Walking is the basis of human locomotion. With an increasing aging population, the need for devices that assist human walking are in demand. While several simple devices exist such as canes, braces, and walkers, to assist the elderly or individuals suffering from gait impairment, these devices often limit the user’s performance and increase their energy expenditure during walking. Recently autonomous exoskeletons that reduce the user's energy expenditure without limiting their performance have been developed. Unfortunately, these exoskeletons are heavy and have limited operating time due to their actuation mechanisms and power demands.

This thesis focuses on the development and testing of passive lower limb exoskeletons that assist level walking. Passive or un-actuated exoskeletons, are naturally lighter and fully autonomous since they do not rely on electro-mechanical actuators to assist the user. This reduces the environmental impact and provides accessibility to populations without access to a power source. Like the mechanical wristwatch, passive exoskeletons utilize the potential energy of the user’s natural motion to “power” the assistance. This potential energy is otherwise dissipated in the body in deformation of soft tissues or as heat. By harnessing the potential energy and releasing it at properly timed intervals, it is possible to reduce the metabolic energy expenditure of the user and reduce the onset of fatigue.

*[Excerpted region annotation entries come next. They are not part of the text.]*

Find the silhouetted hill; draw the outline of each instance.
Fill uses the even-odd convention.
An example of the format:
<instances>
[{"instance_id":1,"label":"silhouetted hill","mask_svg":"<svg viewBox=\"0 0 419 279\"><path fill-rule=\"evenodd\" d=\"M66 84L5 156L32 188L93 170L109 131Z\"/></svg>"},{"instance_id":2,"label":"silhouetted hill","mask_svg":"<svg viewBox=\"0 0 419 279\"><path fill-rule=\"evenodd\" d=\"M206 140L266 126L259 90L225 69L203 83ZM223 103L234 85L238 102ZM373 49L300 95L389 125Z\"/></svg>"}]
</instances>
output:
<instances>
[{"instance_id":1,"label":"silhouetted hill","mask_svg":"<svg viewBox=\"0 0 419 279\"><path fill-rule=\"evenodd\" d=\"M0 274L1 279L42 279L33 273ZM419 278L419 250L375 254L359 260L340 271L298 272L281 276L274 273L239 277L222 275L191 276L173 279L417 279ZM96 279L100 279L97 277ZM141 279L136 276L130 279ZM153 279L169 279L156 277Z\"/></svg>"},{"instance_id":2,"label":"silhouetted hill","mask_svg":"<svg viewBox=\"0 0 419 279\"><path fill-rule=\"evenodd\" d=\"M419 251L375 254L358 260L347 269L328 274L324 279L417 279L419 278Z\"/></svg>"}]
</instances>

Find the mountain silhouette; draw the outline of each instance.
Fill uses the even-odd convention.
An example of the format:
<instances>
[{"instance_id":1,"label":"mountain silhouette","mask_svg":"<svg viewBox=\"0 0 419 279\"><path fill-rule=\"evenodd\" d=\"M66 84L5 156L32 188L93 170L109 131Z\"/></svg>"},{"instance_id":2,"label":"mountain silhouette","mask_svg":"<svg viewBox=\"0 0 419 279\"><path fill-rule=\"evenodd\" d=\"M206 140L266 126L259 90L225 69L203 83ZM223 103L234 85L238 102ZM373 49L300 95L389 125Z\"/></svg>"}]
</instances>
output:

Three passive exoskeleton devices to assist the user during level walking were developed using two approaches. The first approach attempts to minimize the step-to-step transition cost of walking, where energy is lost due to collision of the leading leg with the ground. The approach focuses on a method of reducing the energy lost during the collision and using the energy to assist the trailing leg. The second approach examines assistance of the leg joints during walking. This approach follows an inter-joint energy transfer paradigm where potential energy at one joint is used to assist a different joint. The performance of each device and their effects on the biomechanics and energetics of the user are presented. Contributions of this thesis further our understanding of the mechanics in human locomotion and interactions with passive exoskeletons.